Roasted Bison Marrow Bones from the Fort, Golden CO restaurant:
Known as “Prairie Butter” to the early pioneers, this delicacy was
Julia Child’s favorite! Served in the bone with crostini.(allow extra time)

I just heard about this place and this dish. My wife immediately started drooling and planning a trip. Bone marrow hot pot restaurants are *extremely *popular in China.

I buy beef bones from my local butcher for making stock (£1.50 for a bag full, or free if you buy anything else off him). He has a big box of them kept aside under the counter.

I just watched a TEDTalk yesterday by a lady named Christien Meindertsma. She spoke on the subject of how all the parts of a pig are used. Here’s the link: http://www.ted.com/talks/christien_meindertsma_on_pig_05049.html. It’s quite interesting to see how pig parts are used. Bone china is in there, gelatin is in there. Bullets are in there, as well!

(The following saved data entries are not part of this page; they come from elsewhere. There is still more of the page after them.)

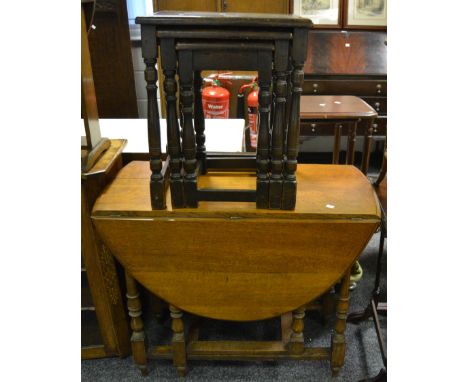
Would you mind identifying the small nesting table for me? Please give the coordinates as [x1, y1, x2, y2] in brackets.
[300, 95, 378, 174]
[136, 11, 311, 210]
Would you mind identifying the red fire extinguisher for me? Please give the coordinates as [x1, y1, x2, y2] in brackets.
[238, 79, 259, 149]
[202, 74, 231, 119]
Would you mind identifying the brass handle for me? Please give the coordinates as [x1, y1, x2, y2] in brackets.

“I buy beef bones from my local butcher for making stock… He has a big box of them kept aside under the counter”

Would you buy and eat other meat that he kept in a box under the counter?

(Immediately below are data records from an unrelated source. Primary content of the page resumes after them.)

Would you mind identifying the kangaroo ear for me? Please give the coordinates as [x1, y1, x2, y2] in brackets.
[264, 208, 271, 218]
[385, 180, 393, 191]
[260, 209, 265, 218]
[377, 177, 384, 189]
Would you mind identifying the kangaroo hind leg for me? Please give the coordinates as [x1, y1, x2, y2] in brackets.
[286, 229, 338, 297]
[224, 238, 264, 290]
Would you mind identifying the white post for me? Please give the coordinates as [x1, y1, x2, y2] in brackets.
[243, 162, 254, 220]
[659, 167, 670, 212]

Don’t they say they use very part except for the scream?

Yes. He’s a butcher, knowledgeable about butchery and food safety. I assume we are talking about a refrigerated area under the counter.

From time to time, we’ll pick up boxes of bones from a local butcher to give to our dog.

"I assume we are talking about a refrigerated area under the counter. "

Why? Is that a normal implication of “under the counter”? Haing been in butcher shops, refrigerators and counters are usually two (or more) different things.

I suppose I could say “I keep my fresh meats beside my kitchen counter.” and people could assume I have a refrigerator in that location.

Hides…Leather is used extensively in clothing, horse tack, baseball gloves, car seats, etc. They get sold to leather tanners for much more than they would get from a gelatin making place.

Because butchers are in the business of supplying food grade products, safe for human consumption. It is generally considered bad for business if your products make your customers sick.

I went searching for a real butcher a couple months ago, on a quest to find bones for my dog. There’s several meat markets around town, but apparently, the meat comes in pre-butchered and all they do is package it up. I could not find one meat seller in my fair city that is an actual butcher and from whom I could obtain bones for the pupster.

I had to resort to buying soup bones from the grocery store, which is terribly overpriced given what I’m paying for 5-6 bone chunks (about $3).

Note: I keep them in the freezer and toss the dog a bone-cicle every now and then. She stares at it impatiently until it thaws out a bit and then, well, she’s a dog with a bone and I get an hour or so of peace and quiet. Except for the chomping and slurping noises. I’m okay with that though.

Sometimes they would Put The Bone In.

Yeah, I’m actually surprised (and jealous) that folks can get bones for free. If there’s a place like this in Chicago, I’d like to know, but typically beef bones are around $0.79 to $0.99 a pound.

We (collectively) have always used every part of the pig and cow except the oink and the moo. I suspect the idea that we don’t use all the parts grew from Americans being more and more separated from food production as the years have rolled by. Certainly someone who lived on a farm and took part in butchering would have known every part was used for something. But these days most of us just toss the leftover pieces. Most of us don’t save the chicken carcass for stock or beef bones for gelatin. So it’s easy to be ignorant or even forget that you can use “leftovers.”

You, sir, are going to hell for that. I had never heard that song, and now it’s too late to unhear it. I thought Seasons in the Sun was sentimental drivel, but it’s Bach by comparison with Put the Bone In. Absolutely devoid of any redeeming features (except the tacky opportunity to detect a sleazy Beavis and Butthead double entendre that the performer was obviously oblivious to.)

Straight to the naughty corner with you so you can have a good hard think about what you’ve done.